The true king of poetry? who are they to you

  • mark swaggerty
    16 years ago

    I was thinking of the poets that really made me think and the ones that made me feel. share your favs of both.

  • mark swaggerty
    16 years ago

    The first poet i truely related with was William Ernest Henley, i was forced to read "Invictus" in school. Henley opened my eyes to emotional writing, so i say he made me feel. The poet that makes me think isnt really a poet at all but still the best, Marcus Aurelius. his words are deep and true. his book is called "The Emperor's Handbook" althogh blasted by critics has is still revered for his poems by poets. his is a writer's writer.

  • mark swaggerty
    16 years ago

    Before now i havent heard of him so i looked him up. thanks for the insight.

  • Goodbye
    16 years ago

    Fallen Mod: I agree with you 100%. I prefer Hafez over every other poet. He is amazing.

    My other favourite is Rumi. He has very nice poems. :)

    PS: I love sufi poets.
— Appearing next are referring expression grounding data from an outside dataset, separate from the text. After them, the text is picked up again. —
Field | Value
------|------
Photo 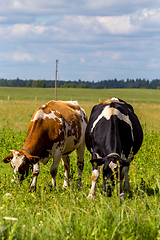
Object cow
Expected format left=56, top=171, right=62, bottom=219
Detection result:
left=85, top=97, right=143, bottom=198
left=3, top=100, right=88, bottom=191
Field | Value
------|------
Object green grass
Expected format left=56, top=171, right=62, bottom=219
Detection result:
left=0, top=88, right=160, bottom=239
left=0, top=128, right=160, bottom=239
left=0, top=87, right=160, bottom=103
left=1, top=100, right=160, bottom=132
left=1, top=87, right=160, bottom=132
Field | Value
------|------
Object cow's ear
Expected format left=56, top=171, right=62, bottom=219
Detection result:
left=28, top=156, right=40, bottom=164
left=120, top=156, right=134, bottom=166
left=3, top=154, right=13, bottom=163
left=90, top=158, right=105, bottom=166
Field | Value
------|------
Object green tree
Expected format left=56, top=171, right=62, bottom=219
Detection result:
left=32, top=80, right=46, bottom=88
left=26, top=81, right=31, bottom=87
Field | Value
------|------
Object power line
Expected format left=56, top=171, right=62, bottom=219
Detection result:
left=60, top=62, right=160, bottom=72
left=0, top=62, right=54, bottom=67
left=0, top=61, right=160, bottom=72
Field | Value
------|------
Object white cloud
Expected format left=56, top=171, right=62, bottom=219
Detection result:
left=1, top=0, right=160, bottom=81
left=12, top=51, right=33, bottom=61
left=80, top=58, right=86, bottom=63
left=0, top=0, right=159, bottom=18
left=0, top=50, right=33, bottom=62
left=139, top=8, right=157, bottom=20
left=96, top=15, right=138, bottom=34
left=147, top=58, right=160, bottom=68
left=12, top=1, right=22, bottom=9
left=0, top=24, right=53, bottom=42
left=131, top=8, right=160, bottom=29
left=0, top=16, right=7, bottom=22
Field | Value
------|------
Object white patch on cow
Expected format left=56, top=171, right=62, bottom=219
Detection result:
left=57, top=100, right=87, bottom=126
left=10, top=150, right=25, bottom=174
left=93, top=169, right=99, bottom=179
left=31, top=109, right=44, bottom=121
left=109, top=161, right=117, bottom=171
left=10, top=150, right=19, bottom=155
left=88, top=168, right=100, bottom=198
left=91, top=105, right=134, bottom=141
left=31, top=109, right=62, bottom=124
left=30, top=175, right=37, bottom=187
left=75, top=109, right=81, bottom=116
left=111, top=97, right=119, bottom=101
left=11, top=175, right=16, bottom=183
left=76, top=108, right=87, bottom=125
left=59, top=100, right=79, bottom=105
left=60, top=100, right=87, bottom=117
left=95, top=153, right=101, bottom=159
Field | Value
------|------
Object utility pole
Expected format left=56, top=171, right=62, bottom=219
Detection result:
left=55, top=60, right=58, bottom=101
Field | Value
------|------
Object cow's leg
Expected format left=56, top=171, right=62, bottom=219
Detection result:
left=103, top=173, right=112, bottom=196
left=29, top=163, right=40, bottom=192
left=50, top=151, right=62, bottom=187
left=102, top=174, right=106, bottom=192
left=61, top=155, right=70, bottom=188
left=88, top=165, right=99, bottom=199
left=103, top=175, right=112, bottom=196
left=76, top=142, right=85, bottom=187
left=120, top=168, right=125, bottom=193
left=11, top=174, right=19, bottom=183
left=123, top=166, right=130, bottom=191
left=120, top=166, right=130, bottom=192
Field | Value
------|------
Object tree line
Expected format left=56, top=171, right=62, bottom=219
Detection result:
left=1, top=78, right=160, bottom=89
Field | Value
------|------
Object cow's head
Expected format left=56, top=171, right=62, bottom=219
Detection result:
left=91, top=154, right=133, bottom=195
left=3, top=150, right=40, bottom=182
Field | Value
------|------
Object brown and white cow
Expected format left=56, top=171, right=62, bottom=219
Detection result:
left=3, top=100, right=88, bottom=191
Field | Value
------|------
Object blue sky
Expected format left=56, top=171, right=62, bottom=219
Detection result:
left=0, top=0, right=160, bottom=81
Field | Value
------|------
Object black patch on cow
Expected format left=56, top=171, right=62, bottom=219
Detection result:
left=62, top=150, right=72, bottom=156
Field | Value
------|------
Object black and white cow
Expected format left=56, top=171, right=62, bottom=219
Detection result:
left=85, top=97, right=143, bottom=198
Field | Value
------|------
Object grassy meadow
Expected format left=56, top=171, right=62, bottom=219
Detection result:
left=0, top=87, right=160, bottom=239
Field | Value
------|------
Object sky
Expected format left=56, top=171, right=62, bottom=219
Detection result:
left=1, top=0, right=160, bottom=82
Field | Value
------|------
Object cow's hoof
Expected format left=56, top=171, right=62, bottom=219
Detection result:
left=87, top=193, right=93, bottom=199
left=63, top=184, right=68, bottom=188
left=77, top=182, right=82, bottom=188
left=29, top=186, right=36, bottom=192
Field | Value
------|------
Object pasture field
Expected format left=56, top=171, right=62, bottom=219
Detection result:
left=1, top=87, right=160, bottom=132
left=0, top=87, right=160, bottom=103
left=0, top=88, right=160, bottom=239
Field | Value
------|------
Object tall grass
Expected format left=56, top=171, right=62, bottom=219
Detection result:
left=1, top=100, right=160, bottom=132
left=0, top=127, right=160, bottom=239
left=0, top=87, right=160, bottom=103
left=0, top=88, right=160, bottom=239
left=1, top=87, right=160, bottom=132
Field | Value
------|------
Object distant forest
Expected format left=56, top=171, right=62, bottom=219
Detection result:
left=1, top=78, right=160, bottom=89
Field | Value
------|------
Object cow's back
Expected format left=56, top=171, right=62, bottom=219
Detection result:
left=26, top=100, right=87, bottom=156
left=85, top=98, right=143, bottom=159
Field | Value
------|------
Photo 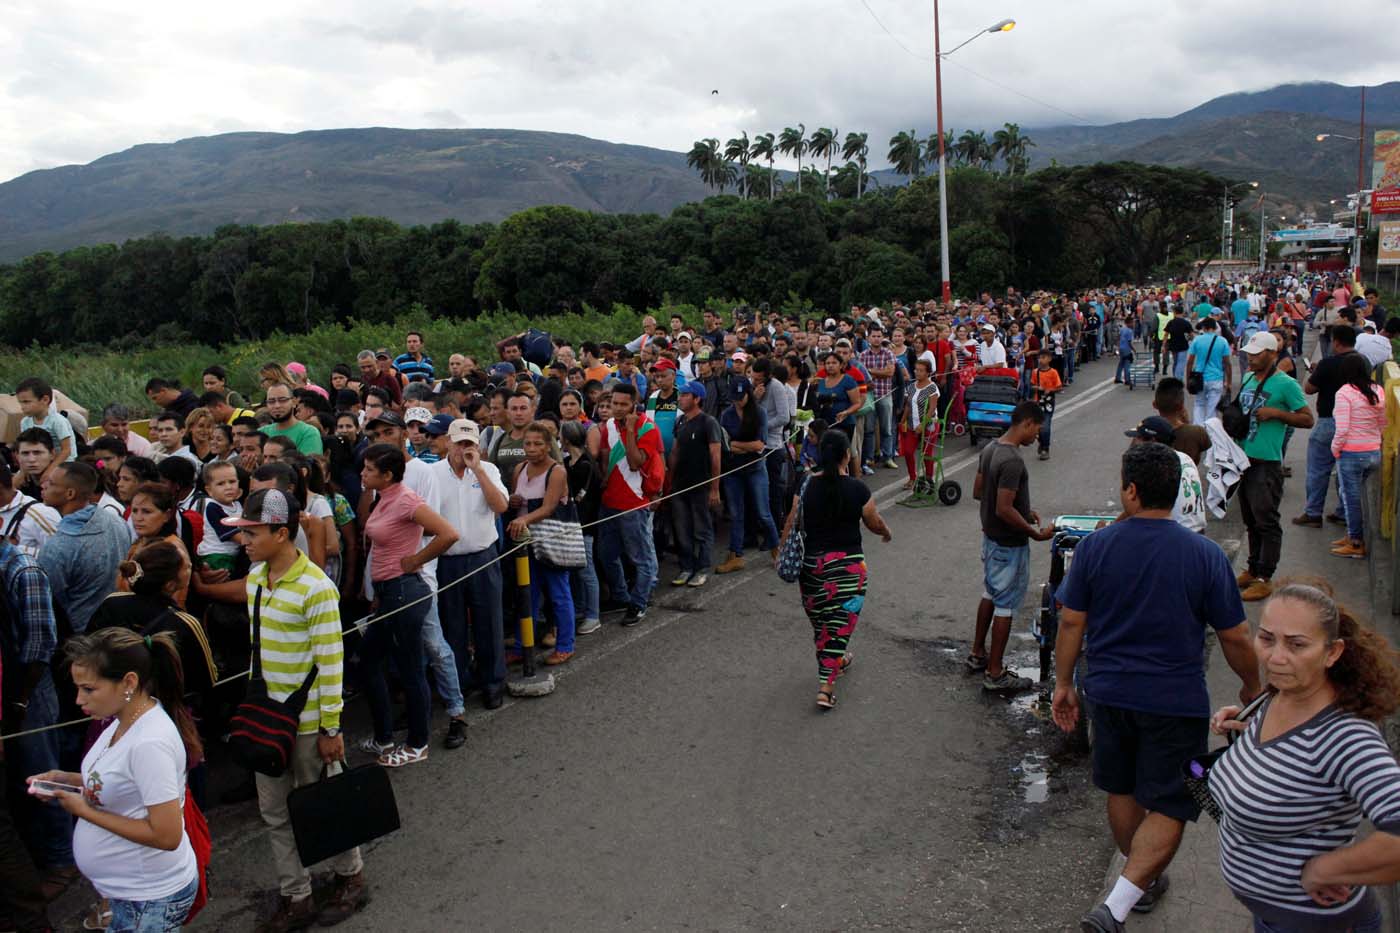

Sufism rocks! :D

  • mark swaggerty
    16 years ago

    Oh yes please feel free to share your favorite female poets aswell.

  • NinjaGirl
    16 years ago

    I like Emily Dickinson. her writes inspired me a lot with my earlier poetry

  • Bill Turner
    16 years ago

    The Big Bukowski: http://en.wikiquote.org/wiki/Charles_Bukowski

  • mark swaggerty
    16 years ago

    I didn't mean a universal king of poetry, i mean the ones you first followed or imulated to even begain writing.

  • adriaan
    16 years ago

    I never did follow any so-called "king". I just put my mind on paper.

  • Moose
    16 years ago

    The guy who put the POE in POEtry ;)

    Im gonna guess you guys can figure that one out =p

    A Dream Within a Dream

    Take this kiss upon the brow!
    And, in parting from you now,
    Thus much let me avow-
    You are not wrong, who deem
    That my days have been a dream;
    Yet if hope has flown away
    In a night, or in a day,
    In a vision, or in none,
    Is it therefore the less gone?
    All that we see or seem
    Is but a dream within a dream.

    I stand amid the roar
    Of a surf-tormented shore,
    And I hold within my hand
    Grains of the golden sand-
    How few! yet how they creep
    Through my fingers to the deep,
    While I weep- while I weep!
    O God! can I not grasp
    Them with a tighter clasp?
    O God! can I not save
    One from the pitiless wave?
    Is all that we see or seem
    But a dream within a dream?

    My fav poem of his. A deep thought that many of us think about various times in our lives.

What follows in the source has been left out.